To: sbaker@odu.edu
From: Thomas Meyer
tmeyer@ph.vccs.edu
276 656-0283
Patrick Henry Community College
Subject: Statistics - w/ Dr.Spencer Baker - Homework Assignment #1, Ch 5 - Problem 10, page139.
Date: February 11, 2004
Question:
Suppose the following grouped frequency distribution represents test
anxiety measures.
The upper 15% of the individuals form the highly anxious group,
the next 25% form the moderately anxious group,
the next 40% form the somewhat anxious group,
and the bottom 20% form the non-anxious group.
Find the percentiles associate with each classification.

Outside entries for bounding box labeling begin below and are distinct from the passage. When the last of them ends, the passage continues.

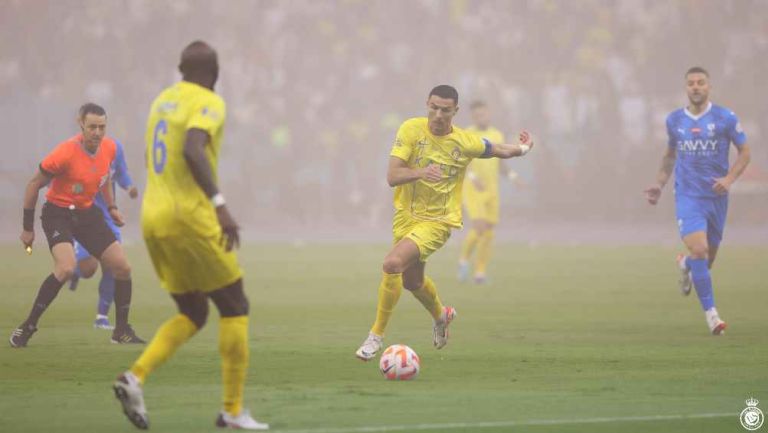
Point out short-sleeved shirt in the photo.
[467,126,504,196]
[142,81,226,237]
[40,134,117,209]
[667,102,747,197]
[390,117,490,227]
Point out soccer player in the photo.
[459,101,518,284]
[69,140,139,329]
[10,103,144,347]
[356,85,533,361]
[114,41,269,430]
[645,66,750,335]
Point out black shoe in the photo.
[8,324,37,348]
[112,325,146,344]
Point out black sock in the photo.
[22,274,64,327]
[115,279,132,330]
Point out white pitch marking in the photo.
[273,413,738,433]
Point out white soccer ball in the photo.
[379,344,421,380]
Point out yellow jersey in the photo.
[467,126,504,195]
[390,117,486,227]
[141,81,226,237]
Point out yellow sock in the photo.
[459,228,477,262]
[219,316,249,415]
[131,314,197,383]
[371,274,403,336]
[475,229,493,275]
[411,275,443,320]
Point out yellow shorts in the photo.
[392,211,451,262]
[144,235,243,294]
[464,188,499,224]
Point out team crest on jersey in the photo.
[200,107,220,120]
[451,146,461,161]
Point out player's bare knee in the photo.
[403,278,424,292]
[53,265,75,281]
[110,260,131,280]
[381,256,405,274]
[690,244,709,259]
[182,302,208,330]
[208,279,250,317]
[78,261,99,278]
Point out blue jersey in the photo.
[93,140,133,218]
[667,102,747,197]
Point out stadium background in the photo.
[0,0,768,243]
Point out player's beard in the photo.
[688,93,709,107]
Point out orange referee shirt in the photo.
[40,134,117,209]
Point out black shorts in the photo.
[40,202,117,258]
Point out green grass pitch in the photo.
[0,242,768,433]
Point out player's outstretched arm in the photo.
[114,143,139,198]
[645,146,677,205]
[184,128,240,251]
[387,156,443,186]
[101,176,125,227]
[712,143,752,194]
[490,131,533,159]
[19,168,51,252]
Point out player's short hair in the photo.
[685,66,709,78]
[77,102,107,119]
[469,99,488,110]
[179,40,218,76]
[427,84,459,105]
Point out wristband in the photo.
[23,208,35,232]
[211,192,227,207]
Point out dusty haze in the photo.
[0,0,768,243]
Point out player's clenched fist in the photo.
[645,185,661,204]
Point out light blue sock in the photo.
[686,257,715,311]
[96,270,115,316]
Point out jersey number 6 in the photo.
[152,120,168,174]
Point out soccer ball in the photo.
[379,344,420,380]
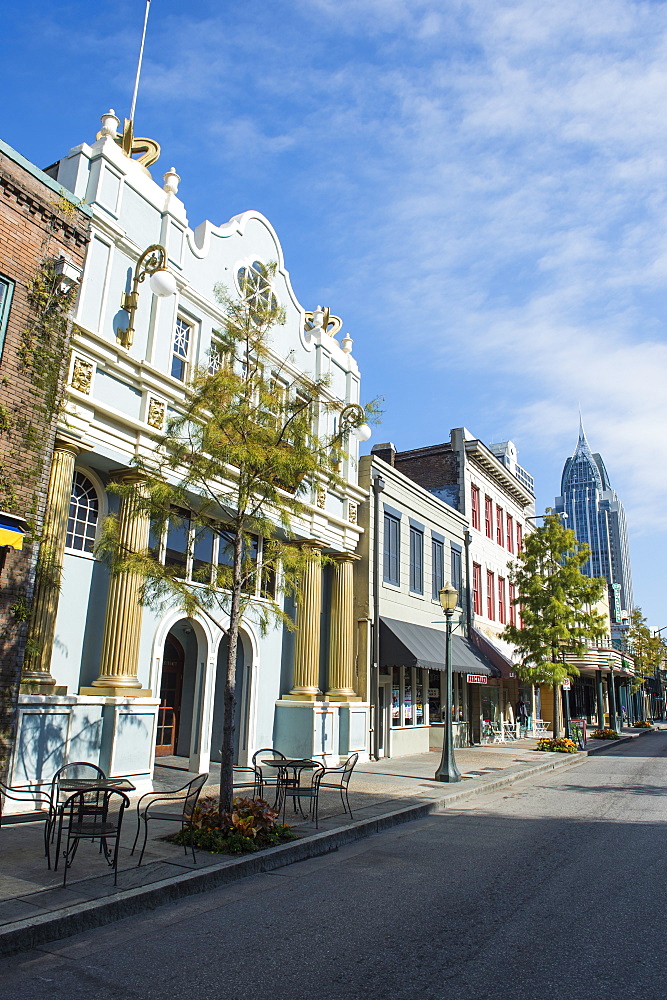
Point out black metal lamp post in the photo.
[435,583,461,781]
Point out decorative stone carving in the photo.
[71,358,93,395]
[146,396,167,431]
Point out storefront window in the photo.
[415,670,424,726]
[391,667,401,726]
[403,667,413,726]
[428,670,442,725]
[482,687,500,725]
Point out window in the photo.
[164,507,190,577]
[449,542,463,605]
[431,536,445,601]
[65,472,100,552]
[505,514,514,552]
[0,275,14,364]
[410,524,424,594]
[207,340,223,375]
[237,260,278,321]
[496,506,505,545]
[391,667,428,727]
[498,576,507,625]
[472,563,482,615]
[171,316,193,382]
[486,569,496,621]
[470,486,479,531]
[384,511,401,587]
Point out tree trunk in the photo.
[553,684,562,740]
[220,530,243,813]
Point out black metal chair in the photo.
[233,765,262,799]
[0,781,51,868]
[130,774,208,868]
[54,787,130,888]
[281,760,325,830]
[252,747,286,809]
[47,760,106,867]
[319,753,359,819]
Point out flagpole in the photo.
[130,0,151,122]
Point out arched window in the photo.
[65,472,100,552]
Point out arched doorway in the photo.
[155,632,185,757]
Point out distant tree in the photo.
[503,508,606,737]
[627,608,667,691]
[101,265,377,812]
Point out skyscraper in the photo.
[555,420,634,625]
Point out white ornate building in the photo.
[7,112,368,787]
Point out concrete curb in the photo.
[0,730,653,957]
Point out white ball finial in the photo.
[162,167,181,194]
[100,108,120,139]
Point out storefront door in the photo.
[155,635,185,757]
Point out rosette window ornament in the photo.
[339,403,373,441]
[116,243,177,348]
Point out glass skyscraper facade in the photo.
[555,423,634,625]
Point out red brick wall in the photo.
[0,149,89,775]
[394,444,458,490]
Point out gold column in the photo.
[284,542,323,701]
[21,438,83,694]
[80,472,151,698]
[327,552,361,701]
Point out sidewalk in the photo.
[0,730,651,955]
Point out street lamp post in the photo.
[435,583,461,782]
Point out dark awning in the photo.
[380,618,500,677]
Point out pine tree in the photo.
[503,508,606,737]
[627,608,667,691]
[100,265,377,812]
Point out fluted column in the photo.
[327,552,360,701]
[81,473,151,697]
[21,438,82,694]
[286,542,322,701]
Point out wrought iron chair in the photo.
[54,787,130,888]
[0,781,51,868]
[130,774,208,868]
[252,747,287,809]
[233,765,262,799]
[48,760,106,856]
[280,760,325,830]
[319,753,359,819]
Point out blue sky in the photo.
[0,0,667,627]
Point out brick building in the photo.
[0,141,91,775]
[373,427,539,741]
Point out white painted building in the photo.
[7,112,368,788]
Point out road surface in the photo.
[0,732,667,1000]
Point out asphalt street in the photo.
[0,732,667,1000]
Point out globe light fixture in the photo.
[435,582,461,782]
[116,243,178,348]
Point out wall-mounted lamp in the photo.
[53,256,81,295]
[340,403,373,441]
[117,243,177,347]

| Interval | Frequency | Cumulative Frequency |
| 60-64 | 8 | 155 |
| 55-59 | 11 | 147 |
| 50-54 | 15 | 136 |
| 45-49 | 23 | 121 |
| 40-44 | 36 | 98 |
| 35-39 | 26 | 62 |
| 30-34 | 19 | 36 |
| 25-29 | 13 | 17 |
| 20-24 | 4 | 4 |
Answer:
Step 1: Compute the percentiles you want to find:
If the upper 15% of the
individuals form the highly anxious group,
we must search for the 100-15 = 85th
percentile.
If the next 25% form the
moderately anxious group,
we must search for the 100-15-25 = 60th
percentile.
If the next 40% form the
somewhat anxious group,
we must search for the 100-15-25-40 = 20th
percentile.
If the bottom 20% form the non-anxious group,
we must search for the 0th percentile.
Step 2:
Use text page 119, formula 5.1 to find a percentile.
|
Xpercentile = LLsubf + [ ( pN - cfsubj-1 )] [j] fsubj |
Step 3: compute pN for each desired percentile
| p | N | pN | percentile |
| .85 | 155 | 131.75 | 85th |
| .60 | 155 | 93 | 60th |
| .20 | 155 | 31 | 20th |
| .0 | 155 | 0 | 0th |
(Keep in mind that the interval j includes 1/2 point below and 1/2 point above the differences in each interval.)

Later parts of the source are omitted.